A. Temyiz Yoluna Başvuranlar

Bölge Adliye Mahkemesinin yukarıda belirtilen kararına karşı süresi içinde davalı-davacı erkek vekilleri temyiz isteminde bulunulmuştur.

B. Temyiz Sebepleri

Davalı-davacı erkek vekili; kusur belirlemesi, tazminatlari tedbir nafakası

usul ve kanuna aykırı bulunduğunu beyanla; kusur belirlemesi, tazminatlar tedbir nafakası

yönlerinden kararın bozulmasını talep etmiştir.

C. Gerekçe

1. Uyuşmazlık ve Hukuki Nitelendirme

Uyuşmazlık, boşanmaya sebep olan olaylarda kusurun kimden kaynaklandığı, kadın tanıklarının beyanlarına itibar edilip edilmeyeceği, kadın yararına tedbir nafakasına ve maddî ve manevi tazminata hükmedilmesinin şartlarının somut olayda gerçekleşip gerçekleşmediği, miktarlarının dosya kapsamına ve hakkaniyete uygun olup olmadığı noktasında toplanmaktadır.

2. İlgili Hukuk

6100 sayılı Kanun'un 369 uncu maddesinin birinci fıkrası ile 370 inci ve 371 inci maddeleri, 4721 sayılı Kanun'un 166 ıncı maddesinin birinci ve ikinci, 169 uncu maddesi, 174 üncü maddesinin birinci ve ikinci fıkrası, 175 inci maddesi, 176 ncı maddesi, 6098 sayılı Türk Borçlar Kanunu'nun 50 nci ve 51 inci maddeleri.

3. Değerlendirme

1.Bölge Adliye Mahkemelerinin nihai kararlarının bozulması 6100 sayılı Kanun'un 371 inci maddesinde yer alan sebeplerden birinin varlığı hâlinde mümkündür.

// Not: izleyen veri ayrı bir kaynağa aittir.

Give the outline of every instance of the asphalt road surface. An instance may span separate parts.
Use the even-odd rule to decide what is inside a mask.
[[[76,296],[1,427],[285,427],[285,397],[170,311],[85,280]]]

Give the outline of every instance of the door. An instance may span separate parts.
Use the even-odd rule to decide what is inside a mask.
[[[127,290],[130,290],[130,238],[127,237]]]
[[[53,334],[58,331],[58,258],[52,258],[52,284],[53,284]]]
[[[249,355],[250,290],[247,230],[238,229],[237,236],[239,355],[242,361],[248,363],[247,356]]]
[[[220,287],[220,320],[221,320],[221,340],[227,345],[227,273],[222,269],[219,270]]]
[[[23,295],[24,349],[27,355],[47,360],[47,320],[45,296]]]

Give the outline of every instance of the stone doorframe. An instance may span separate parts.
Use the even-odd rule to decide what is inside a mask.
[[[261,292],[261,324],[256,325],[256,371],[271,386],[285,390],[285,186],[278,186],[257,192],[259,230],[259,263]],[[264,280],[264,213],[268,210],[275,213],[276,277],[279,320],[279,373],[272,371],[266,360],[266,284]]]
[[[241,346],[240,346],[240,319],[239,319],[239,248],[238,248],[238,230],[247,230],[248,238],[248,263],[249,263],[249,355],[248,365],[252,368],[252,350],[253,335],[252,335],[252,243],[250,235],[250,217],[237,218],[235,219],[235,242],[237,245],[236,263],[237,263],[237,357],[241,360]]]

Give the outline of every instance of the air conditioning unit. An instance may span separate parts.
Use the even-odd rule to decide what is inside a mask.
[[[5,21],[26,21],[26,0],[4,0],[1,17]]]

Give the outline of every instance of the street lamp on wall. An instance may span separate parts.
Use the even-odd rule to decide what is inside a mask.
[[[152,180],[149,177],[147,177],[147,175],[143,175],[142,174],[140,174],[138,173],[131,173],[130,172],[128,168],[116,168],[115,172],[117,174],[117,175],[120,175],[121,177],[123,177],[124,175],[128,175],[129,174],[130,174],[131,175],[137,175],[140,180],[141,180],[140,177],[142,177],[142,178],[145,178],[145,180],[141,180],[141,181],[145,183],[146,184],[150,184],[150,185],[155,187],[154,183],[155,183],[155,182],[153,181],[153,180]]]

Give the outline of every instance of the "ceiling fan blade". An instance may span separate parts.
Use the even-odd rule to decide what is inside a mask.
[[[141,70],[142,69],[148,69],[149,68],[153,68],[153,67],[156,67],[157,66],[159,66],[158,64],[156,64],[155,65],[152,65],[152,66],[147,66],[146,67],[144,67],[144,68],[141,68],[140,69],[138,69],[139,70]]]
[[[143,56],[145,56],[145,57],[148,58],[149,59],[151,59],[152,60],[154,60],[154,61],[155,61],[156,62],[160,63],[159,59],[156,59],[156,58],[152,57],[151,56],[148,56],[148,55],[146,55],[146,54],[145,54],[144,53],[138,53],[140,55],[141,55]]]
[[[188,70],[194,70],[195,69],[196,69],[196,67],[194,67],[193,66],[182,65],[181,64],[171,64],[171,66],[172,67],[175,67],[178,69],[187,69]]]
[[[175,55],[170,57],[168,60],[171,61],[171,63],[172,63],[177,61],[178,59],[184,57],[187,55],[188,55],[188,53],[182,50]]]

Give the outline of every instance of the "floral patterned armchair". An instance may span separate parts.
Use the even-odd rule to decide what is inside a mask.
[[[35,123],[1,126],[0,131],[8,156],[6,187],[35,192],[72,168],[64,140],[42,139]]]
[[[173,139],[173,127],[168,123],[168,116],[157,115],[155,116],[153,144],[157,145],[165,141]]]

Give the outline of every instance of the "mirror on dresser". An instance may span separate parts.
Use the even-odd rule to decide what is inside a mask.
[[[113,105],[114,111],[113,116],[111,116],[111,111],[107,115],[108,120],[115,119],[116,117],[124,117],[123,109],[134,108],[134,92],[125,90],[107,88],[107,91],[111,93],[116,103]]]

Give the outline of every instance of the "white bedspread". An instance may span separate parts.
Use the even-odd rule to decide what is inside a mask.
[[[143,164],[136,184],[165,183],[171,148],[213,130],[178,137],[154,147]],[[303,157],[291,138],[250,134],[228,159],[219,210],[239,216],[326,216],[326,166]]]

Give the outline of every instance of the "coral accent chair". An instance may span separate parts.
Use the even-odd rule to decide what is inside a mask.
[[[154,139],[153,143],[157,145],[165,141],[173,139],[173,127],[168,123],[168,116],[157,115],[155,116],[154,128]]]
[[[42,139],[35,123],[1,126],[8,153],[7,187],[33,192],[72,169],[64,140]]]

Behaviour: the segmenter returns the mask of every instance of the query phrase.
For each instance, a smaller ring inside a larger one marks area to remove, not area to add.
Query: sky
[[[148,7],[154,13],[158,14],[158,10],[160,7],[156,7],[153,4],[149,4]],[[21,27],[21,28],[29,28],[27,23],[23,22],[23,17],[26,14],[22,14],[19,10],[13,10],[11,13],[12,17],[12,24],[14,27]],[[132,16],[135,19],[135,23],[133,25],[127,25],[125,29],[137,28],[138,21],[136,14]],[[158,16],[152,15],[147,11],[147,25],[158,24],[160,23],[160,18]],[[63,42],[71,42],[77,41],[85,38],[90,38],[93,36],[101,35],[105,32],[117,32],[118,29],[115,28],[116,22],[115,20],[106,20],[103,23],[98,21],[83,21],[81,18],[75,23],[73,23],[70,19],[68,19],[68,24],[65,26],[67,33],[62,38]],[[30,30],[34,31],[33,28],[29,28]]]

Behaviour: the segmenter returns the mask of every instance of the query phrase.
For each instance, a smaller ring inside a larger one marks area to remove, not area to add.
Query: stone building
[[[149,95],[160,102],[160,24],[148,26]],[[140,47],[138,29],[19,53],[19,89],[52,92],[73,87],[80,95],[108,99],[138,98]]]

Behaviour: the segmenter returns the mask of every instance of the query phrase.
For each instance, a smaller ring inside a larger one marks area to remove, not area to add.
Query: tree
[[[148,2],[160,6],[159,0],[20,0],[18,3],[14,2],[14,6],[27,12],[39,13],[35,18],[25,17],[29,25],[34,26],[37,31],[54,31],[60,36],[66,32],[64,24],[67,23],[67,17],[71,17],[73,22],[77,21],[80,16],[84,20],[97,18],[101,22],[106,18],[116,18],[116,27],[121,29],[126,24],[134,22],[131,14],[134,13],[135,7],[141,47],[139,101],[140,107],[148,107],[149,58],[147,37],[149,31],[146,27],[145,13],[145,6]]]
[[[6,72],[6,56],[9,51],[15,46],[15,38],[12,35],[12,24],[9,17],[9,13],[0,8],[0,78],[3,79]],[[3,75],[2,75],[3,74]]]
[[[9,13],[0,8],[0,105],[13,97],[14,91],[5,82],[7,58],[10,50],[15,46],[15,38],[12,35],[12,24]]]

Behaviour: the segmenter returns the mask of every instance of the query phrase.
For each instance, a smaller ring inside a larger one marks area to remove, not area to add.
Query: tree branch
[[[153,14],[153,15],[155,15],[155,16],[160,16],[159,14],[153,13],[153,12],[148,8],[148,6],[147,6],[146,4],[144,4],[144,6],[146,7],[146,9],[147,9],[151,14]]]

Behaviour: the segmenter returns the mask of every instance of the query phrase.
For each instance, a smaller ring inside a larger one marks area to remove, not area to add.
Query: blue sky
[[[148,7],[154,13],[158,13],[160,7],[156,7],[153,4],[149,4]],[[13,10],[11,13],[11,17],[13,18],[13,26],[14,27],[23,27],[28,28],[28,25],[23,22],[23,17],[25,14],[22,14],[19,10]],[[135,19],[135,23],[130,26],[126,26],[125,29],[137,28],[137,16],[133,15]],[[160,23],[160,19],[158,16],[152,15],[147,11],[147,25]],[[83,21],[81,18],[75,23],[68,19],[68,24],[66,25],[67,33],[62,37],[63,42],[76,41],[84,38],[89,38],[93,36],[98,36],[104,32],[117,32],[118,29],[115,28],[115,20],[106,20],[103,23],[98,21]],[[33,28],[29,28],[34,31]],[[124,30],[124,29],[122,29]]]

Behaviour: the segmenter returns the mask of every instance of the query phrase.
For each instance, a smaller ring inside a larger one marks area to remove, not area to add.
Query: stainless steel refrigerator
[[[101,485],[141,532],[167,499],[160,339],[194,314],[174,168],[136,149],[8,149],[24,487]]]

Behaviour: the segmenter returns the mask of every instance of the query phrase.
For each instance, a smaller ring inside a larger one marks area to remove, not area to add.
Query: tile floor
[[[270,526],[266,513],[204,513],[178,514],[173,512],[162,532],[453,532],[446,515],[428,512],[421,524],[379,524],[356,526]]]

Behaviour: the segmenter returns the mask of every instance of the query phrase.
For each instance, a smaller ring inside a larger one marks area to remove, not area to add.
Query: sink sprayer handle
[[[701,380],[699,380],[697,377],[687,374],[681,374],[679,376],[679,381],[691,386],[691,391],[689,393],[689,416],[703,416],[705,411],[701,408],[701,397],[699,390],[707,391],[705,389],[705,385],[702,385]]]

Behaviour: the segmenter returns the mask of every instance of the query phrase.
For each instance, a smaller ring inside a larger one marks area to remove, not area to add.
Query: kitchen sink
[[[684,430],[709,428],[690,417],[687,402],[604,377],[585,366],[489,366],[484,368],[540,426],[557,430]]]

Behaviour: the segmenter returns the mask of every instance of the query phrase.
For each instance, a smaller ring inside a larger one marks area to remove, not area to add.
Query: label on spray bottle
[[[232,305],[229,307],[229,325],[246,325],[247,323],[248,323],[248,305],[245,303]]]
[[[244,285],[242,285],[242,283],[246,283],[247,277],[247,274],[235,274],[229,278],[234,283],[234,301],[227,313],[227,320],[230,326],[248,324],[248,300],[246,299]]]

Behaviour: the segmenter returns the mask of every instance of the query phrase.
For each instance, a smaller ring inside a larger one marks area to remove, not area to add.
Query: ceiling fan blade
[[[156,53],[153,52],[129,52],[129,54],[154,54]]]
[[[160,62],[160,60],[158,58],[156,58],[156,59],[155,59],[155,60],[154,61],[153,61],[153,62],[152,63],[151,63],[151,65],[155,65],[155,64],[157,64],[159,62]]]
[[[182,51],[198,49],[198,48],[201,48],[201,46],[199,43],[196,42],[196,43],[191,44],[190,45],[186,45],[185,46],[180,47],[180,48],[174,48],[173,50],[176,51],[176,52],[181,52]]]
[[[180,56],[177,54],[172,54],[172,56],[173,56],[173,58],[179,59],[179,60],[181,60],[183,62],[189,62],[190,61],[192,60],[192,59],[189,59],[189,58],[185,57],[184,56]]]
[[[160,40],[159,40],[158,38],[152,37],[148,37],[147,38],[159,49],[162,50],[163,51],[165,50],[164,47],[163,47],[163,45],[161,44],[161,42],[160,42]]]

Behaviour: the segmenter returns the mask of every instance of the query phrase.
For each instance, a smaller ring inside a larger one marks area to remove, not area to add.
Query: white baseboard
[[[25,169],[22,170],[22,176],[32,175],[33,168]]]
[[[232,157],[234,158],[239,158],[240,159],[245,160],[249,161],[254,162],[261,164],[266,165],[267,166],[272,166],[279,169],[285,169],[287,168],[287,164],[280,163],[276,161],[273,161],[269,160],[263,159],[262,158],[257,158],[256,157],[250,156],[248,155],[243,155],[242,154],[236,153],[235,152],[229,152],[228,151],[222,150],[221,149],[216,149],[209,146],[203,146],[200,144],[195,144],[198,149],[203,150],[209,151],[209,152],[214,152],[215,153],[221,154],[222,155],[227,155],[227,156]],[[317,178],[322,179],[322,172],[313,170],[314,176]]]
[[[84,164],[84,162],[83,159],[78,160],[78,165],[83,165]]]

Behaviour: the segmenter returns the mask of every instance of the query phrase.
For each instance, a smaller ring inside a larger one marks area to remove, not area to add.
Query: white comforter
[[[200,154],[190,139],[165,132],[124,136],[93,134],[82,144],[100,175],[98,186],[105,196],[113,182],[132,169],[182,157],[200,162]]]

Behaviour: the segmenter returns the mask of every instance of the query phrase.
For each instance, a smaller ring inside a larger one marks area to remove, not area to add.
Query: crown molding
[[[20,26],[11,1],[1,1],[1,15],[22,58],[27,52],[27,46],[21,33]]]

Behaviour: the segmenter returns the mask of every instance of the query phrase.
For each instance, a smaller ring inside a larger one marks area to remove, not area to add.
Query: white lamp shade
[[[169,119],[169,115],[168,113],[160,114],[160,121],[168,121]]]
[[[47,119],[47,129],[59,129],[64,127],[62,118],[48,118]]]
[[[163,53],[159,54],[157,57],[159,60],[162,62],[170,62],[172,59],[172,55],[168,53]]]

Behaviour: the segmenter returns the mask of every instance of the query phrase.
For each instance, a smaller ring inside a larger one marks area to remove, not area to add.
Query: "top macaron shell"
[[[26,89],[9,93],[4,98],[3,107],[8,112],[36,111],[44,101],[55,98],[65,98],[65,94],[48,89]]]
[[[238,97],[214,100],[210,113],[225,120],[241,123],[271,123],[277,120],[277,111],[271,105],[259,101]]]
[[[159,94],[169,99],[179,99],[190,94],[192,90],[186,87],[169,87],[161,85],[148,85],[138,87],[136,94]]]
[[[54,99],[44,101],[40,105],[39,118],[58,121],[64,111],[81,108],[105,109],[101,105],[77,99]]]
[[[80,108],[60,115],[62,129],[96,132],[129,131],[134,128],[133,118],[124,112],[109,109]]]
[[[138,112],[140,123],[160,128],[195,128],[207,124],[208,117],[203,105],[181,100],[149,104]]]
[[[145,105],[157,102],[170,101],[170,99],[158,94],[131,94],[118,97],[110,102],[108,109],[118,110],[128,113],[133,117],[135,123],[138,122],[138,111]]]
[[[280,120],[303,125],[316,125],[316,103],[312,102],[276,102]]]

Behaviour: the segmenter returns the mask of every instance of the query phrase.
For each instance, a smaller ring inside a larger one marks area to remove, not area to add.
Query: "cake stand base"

2. Temyizen ..., tarafların karşılıklı iddia ve savunmalarına, dayandıkları belgelere, uyuşmazlığa uygulanması gereken hukuk kuralları ile hukuki ilişkinin nitelendirilmesine, dava şartlarına, yargılama ve ispat kuralları ile kararda belirtilen gerekçelere göre usul ve kanuna uygun olup davalı-davacı erkek vekili tarafından temyiz dilekçesinde ileri sürülen nedenler kararın bozulmasını gerektirecek nitelikte görülmemiştir.

VI. KARAR

Açıklanan sebeple;

Temyiz olunan Bölge Adliye Mahkemesi kararının 6100 sayılı Kanun'un 370 inci maddesinin birinci fıkrası uyarınca ONANMASINA,

Aşağıda yazılı temyiz giderinin temyiz edene yükletilmesine,

Dosyanın İlk Derece Mahkemesine, kararın bir örneğinin Bölge Adliye Mahkemesine gönderilmesine,

20.06.2023 tarihinde oy birliğiyle karar verildi.